- Alu Location in Nigeria
- Coordinates: 8°03′30″N 5°45′20″E﻿ / ﻿8.05833°N 5.75556°E
- Country: Nigeria
- State: Kogi State
- LGA: Yagba East

Government
- • Type: Traditional chieftaincy
- • Traditional head: Oba of Alu
- Elevation: 385 m (1,263 ft)
- Time zone: UTC+1 (WAT)
- Postal code: 262102
- ISO 3166 code: NG.KO.YE

= Alu village =

Village in Yagba East, Kogi State, Nigeria

Alu (Yoruba: Àlù) is a rural village in the Yagba East Local Government Area of Kogi State, Nigeria. It forms part of the Ekiti-speaking region of Kogi State and is listed among the settlements within Yagba East.

== Geography ==
Alu is located at approximately 8°03′30″N 5°45′20″E within a tropical savanna environment. The village is situated south of Isanlu, the administrative centre of Yagba East LGA, on gently undulating terrain with scattered rock outcrops and seasonal streams.

== Economy ==
Agriculture is the primary economic activity in Alu. Residents engage in small-scale farming, producing crops such as yam, cassava, maize, sorghum, millet, cashew and oil palm. Livestock rearing, including goats, sheep and poultry, contributes to household income, alongside petty trading.

== Culture and society ==
The village is inhabited mainly by the Ekiti Yoruba people, who speak the Yagba dialect of Yoruba. Christianity is the predominant religion, with a presence of Islamic and traditional belief practices. Community leadership is headed by the Oba of Alu within a traditional chieftaincy structure.

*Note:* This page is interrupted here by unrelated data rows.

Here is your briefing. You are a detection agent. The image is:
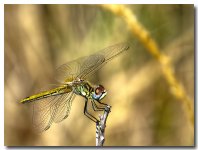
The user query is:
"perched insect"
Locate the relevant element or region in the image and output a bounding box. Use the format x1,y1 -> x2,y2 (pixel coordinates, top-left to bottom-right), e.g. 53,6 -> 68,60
20,43 -> 129,131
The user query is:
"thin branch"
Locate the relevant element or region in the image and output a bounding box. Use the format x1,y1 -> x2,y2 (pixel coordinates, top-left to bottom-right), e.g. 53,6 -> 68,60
96,105 -> 111,146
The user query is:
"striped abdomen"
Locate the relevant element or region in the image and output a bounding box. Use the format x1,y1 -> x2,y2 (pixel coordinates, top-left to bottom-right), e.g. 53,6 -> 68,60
20,86 -> 72,103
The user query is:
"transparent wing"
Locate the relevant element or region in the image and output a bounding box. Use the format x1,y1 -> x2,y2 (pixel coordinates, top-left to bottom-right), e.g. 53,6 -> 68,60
33,92 -> 74,132
57,43 -> 129,83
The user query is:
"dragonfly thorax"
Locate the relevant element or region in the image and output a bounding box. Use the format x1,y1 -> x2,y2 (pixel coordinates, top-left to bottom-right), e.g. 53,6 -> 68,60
74,81 -> 107,101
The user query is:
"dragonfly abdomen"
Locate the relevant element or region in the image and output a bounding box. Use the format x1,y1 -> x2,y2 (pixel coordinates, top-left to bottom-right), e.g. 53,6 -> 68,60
20,86 -> 72,103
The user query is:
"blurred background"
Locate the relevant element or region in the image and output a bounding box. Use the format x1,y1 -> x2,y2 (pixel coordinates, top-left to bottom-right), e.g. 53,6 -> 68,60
4,5 -> 194,146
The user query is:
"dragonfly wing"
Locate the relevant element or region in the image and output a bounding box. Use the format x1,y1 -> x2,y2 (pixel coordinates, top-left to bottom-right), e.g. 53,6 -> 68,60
56,43 -> 129,83
79,43 -> 129,78
33,92 -> 73,132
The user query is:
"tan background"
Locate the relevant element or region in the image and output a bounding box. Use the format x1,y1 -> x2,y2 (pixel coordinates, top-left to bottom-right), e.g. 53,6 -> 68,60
4,5 -> 194,146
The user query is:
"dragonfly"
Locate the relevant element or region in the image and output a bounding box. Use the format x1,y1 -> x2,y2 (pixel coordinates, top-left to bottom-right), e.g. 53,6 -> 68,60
20,43 -> 130,132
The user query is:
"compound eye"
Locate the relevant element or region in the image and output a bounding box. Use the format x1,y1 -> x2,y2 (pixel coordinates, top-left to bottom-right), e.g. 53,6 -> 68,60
95,85 -> 105,95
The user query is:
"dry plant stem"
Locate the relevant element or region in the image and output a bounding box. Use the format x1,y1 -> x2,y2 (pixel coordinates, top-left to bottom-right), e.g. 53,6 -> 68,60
101,5 -> 194,128
96,106 -> 111,146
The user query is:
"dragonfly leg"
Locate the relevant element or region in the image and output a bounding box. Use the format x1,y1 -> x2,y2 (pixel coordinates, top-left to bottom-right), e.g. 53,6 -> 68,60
84,99 -> 99,123
96,101 -> 108,106
91,100 -> 105,111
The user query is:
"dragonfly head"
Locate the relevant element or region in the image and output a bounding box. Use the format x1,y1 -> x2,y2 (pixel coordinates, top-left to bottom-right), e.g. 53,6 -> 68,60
92,85 -> 107,101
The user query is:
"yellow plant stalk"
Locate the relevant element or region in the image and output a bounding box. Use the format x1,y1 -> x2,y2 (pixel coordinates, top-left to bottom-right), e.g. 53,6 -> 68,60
101,5 -> 194,129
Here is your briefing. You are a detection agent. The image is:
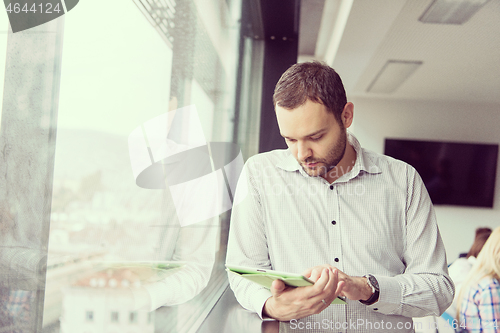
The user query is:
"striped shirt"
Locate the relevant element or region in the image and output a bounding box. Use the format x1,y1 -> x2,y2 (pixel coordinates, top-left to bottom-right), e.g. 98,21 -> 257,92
460,276 -> 500,333
227,134 -> 454,332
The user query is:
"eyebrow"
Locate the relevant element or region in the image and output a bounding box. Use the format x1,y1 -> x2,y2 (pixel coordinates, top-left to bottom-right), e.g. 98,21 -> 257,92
280,128 -> 328,139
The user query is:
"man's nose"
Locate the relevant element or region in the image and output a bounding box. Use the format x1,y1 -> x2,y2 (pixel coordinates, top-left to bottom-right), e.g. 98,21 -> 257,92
297,141 -> 312,161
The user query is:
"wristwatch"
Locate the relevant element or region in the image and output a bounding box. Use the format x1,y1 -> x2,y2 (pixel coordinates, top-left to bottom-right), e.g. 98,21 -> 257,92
359,274 -> 380,305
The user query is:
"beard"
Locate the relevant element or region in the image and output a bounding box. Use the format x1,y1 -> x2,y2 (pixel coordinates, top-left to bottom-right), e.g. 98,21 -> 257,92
300,126 -> 347,177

== Education and infrastructure ==
Alu is served by public schools that provide primary and secondary education to residents. Electricity supply is sourced from the national grid and supplemented by generators and solar systems. Mobile telecommunications services are available, and the village is connected to nearby communities by laterite roads linked to regional routes in Yagba East.